I agree that an adult should be able to choose their own path and if that includes woo then so be it.

It bothers me that society cannot outlaw snake-oil salesmen but I can not think of a good way we could outlaw it. The “cure” could be worse than the problem. So, some poor souls are doomed to be suckered because we deem it wrong to save people from themselves (in most cases).

And again…I get it. Saving people from themselves is fraught with trouble.

Sucks. Best we can do is educate and hope.

Instead of allowing these people to be defrauded, the other frauds should be shut down as well. They necessarily involve lies/fraud. None of them says, “this does absolutely nothing, but I want to make money, hand it over” or “this does absolutely nothing, you could get much sicker or even die, while you piss about with this nonsense instead of going to a qualified medical person, but I want to make money, hand it over”. All fraudsters should be in the same place, court or detention.

I sympathize. But one person’s woo is another’s efficacious alternative therapy. I tend to think much of the panoply of naturopathy including acupuncture and an awful lot of herbal medicine is crap as well. But many, many millions disagree with me.

I’d settle for much more rigorous truth-in-advertising laws myself.

Because it is.

Or that they are bisexual to some degree and unwilling to admit it?

I forget what it was I was watching but it was something about the FDA about to institute a truth in advertising ruling on homeopathy supplements and the vitamin industry ran ads that the government was going to take away their vitamins.

FTR vitamins are mostly worthless unless you have a vitamin deficiency. Other homeopathic supplements are truly worthless.

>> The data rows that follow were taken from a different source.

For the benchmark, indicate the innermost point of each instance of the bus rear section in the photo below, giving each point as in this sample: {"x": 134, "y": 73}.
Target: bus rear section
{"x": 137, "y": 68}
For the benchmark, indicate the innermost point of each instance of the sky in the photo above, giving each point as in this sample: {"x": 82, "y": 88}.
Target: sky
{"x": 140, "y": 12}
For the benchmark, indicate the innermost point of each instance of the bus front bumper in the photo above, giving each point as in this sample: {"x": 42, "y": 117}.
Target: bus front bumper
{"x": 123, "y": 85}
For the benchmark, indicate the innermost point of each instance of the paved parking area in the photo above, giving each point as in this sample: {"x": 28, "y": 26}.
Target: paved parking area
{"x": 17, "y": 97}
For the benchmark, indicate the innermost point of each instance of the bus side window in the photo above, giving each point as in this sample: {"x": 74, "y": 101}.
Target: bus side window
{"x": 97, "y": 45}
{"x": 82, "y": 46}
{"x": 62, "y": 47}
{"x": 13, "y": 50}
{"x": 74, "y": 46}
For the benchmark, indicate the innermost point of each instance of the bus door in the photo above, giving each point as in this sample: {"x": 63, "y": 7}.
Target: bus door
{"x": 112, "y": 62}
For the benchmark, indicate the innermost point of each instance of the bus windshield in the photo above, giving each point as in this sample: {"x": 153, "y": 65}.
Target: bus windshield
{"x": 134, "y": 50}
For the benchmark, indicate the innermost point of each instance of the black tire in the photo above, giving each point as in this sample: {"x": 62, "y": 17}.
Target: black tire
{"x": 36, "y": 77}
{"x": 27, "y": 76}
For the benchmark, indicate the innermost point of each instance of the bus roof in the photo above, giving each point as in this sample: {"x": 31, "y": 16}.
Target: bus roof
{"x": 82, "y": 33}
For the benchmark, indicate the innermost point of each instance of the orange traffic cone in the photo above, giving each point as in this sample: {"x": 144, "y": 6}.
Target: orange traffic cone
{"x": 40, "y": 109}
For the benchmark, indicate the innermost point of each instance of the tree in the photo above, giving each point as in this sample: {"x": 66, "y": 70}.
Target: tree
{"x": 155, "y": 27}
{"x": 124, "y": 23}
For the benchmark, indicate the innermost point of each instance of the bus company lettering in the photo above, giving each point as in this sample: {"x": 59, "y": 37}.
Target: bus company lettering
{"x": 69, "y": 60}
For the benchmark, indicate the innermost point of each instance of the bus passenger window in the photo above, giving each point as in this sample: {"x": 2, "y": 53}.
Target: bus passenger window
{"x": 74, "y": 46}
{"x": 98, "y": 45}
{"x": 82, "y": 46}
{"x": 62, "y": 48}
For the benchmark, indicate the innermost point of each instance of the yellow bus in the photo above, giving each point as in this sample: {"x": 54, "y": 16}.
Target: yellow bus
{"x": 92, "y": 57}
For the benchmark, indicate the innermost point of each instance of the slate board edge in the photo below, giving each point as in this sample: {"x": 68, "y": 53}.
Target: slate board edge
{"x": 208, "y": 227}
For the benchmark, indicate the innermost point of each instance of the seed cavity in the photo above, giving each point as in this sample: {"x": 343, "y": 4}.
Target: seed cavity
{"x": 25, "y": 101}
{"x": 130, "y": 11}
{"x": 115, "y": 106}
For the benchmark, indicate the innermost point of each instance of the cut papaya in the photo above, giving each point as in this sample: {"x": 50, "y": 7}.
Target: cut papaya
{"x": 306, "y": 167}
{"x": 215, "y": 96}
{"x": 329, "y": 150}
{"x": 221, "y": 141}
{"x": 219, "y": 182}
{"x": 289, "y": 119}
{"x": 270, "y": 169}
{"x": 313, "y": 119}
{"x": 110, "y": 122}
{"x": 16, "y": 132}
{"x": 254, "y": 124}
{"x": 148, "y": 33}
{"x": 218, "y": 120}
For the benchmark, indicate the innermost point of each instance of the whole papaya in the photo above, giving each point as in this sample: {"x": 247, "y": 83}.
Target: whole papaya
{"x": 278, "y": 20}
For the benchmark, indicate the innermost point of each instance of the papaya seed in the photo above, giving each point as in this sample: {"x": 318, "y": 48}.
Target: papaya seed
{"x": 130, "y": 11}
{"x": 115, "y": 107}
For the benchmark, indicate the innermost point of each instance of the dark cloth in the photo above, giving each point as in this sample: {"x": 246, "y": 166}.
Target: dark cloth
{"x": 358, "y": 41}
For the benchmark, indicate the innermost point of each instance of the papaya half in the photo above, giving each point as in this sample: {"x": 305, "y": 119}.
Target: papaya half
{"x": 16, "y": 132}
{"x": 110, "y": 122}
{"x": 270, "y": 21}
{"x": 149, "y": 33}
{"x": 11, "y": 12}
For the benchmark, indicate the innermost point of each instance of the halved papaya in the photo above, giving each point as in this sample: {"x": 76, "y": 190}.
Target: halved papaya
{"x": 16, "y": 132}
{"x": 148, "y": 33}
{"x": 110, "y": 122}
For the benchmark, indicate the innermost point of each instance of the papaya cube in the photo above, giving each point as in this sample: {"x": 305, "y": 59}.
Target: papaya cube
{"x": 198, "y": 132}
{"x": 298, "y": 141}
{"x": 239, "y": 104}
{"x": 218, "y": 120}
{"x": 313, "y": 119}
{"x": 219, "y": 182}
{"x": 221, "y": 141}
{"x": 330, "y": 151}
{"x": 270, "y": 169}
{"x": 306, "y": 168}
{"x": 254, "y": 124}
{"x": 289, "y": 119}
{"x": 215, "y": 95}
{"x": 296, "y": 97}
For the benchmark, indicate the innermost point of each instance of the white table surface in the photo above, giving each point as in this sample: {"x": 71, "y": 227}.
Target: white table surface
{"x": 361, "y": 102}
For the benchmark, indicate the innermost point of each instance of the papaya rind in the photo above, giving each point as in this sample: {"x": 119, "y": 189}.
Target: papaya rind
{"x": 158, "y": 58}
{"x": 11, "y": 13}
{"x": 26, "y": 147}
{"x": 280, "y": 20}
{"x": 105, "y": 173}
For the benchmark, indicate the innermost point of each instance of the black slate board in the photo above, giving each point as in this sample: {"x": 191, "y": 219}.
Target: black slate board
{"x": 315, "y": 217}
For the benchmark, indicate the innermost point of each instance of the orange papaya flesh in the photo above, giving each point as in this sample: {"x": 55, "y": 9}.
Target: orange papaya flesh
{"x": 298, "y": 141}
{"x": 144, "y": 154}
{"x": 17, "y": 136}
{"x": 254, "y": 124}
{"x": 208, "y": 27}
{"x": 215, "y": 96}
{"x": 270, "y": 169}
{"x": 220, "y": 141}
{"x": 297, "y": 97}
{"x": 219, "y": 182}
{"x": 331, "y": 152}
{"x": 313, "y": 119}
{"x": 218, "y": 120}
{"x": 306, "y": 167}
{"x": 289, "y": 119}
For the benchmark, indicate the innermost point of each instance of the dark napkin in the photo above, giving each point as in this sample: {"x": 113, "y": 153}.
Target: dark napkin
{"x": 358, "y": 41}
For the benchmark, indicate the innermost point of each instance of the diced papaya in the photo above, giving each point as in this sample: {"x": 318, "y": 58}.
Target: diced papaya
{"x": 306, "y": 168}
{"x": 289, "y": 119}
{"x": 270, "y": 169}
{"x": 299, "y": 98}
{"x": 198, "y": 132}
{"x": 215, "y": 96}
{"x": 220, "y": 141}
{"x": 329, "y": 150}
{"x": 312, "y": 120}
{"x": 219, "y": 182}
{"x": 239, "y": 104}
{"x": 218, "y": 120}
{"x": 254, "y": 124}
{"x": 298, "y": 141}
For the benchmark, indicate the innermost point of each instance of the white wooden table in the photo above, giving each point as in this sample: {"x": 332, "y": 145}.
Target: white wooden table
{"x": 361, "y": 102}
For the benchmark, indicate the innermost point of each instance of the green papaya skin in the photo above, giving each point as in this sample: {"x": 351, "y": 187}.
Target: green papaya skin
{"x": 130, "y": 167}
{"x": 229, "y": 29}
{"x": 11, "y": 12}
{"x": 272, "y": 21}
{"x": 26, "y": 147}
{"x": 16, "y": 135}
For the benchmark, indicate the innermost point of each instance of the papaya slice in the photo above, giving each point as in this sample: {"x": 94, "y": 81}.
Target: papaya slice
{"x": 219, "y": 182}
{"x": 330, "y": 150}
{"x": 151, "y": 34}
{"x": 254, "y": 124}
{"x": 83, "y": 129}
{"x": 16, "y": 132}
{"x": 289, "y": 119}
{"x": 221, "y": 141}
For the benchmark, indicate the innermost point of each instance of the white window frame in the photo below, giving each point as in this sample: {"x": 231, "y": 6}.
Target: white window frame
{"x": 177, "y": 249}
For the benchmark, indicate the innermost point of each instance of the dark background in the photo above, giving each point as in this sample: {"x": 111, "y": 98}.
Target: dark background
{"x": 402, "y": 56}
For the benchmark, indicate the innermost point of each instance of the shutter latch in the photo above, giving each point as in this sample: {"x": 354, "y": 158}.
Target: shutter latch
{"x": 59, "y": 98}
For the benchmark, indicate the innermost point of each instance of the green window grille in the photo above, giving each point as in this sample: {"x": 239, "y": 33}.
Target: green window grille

The FDA guy said the public outcry was massive and they relented.

People want their woo.

I read that recently in one of Paul Offit’s books. Mel Gibson was in one of the ads, where they arrested him for having Vitamin C. :rolleyes:

Fine. But in absolutely no way should insurance cover it.

Yup…that’s the one.

Found the ad: Mel Gibson expresses his concern on the growing danger of lo - YouTube

Seems crazy but that ad worked.

Yes, they have to tell you that your “efficacious alternative remedy” does absolutely nothing. That’s fine, then there’s no fraud. You are just handing money to somebody for nothing.

After they make it so they have to tell the truth to customers, they should publish a list of those customers. I’d love to get my hands on some of that money they like giving away. :slight_smile:

But who are you or I to tell them how they should feel or what to do?

Are you asking this in the context of a hypothetical where gay conversion therapy worked? I don’t want to speak for Whack-a-Mole, but it seems to me that he was saying that, since conversion therapy doesn’t work, they would be better off getting therapy to be comfortable with who they are because they are not likely to change.

Because in the real world, it doesn’t. So, while I don’t want to make it illegal (much…maybe better disclosures), I can still object to it existing and would never suggest it to anyone I know who is uncomfortable with their sexual orientation.

Once it seemed pretty clear from this thread that it’s all woo, then I’m not sure what your point is here anymore. Are you asking us to accept the counterfactual, where we pretend it does work and think about the consequences? I didn’t see that anywhere in your OP or subsequent posts.

We’re the same people who will tell cancer patients to visit reputable oncologists rather than basement quacks, and for the same reasons. Gay-conversion “therapy” is not only ineffective, but harmful, and should be outlawed. If gay people are having difficulties or challenges with their sexuality or identity, they should visit trained therapists and psychologists.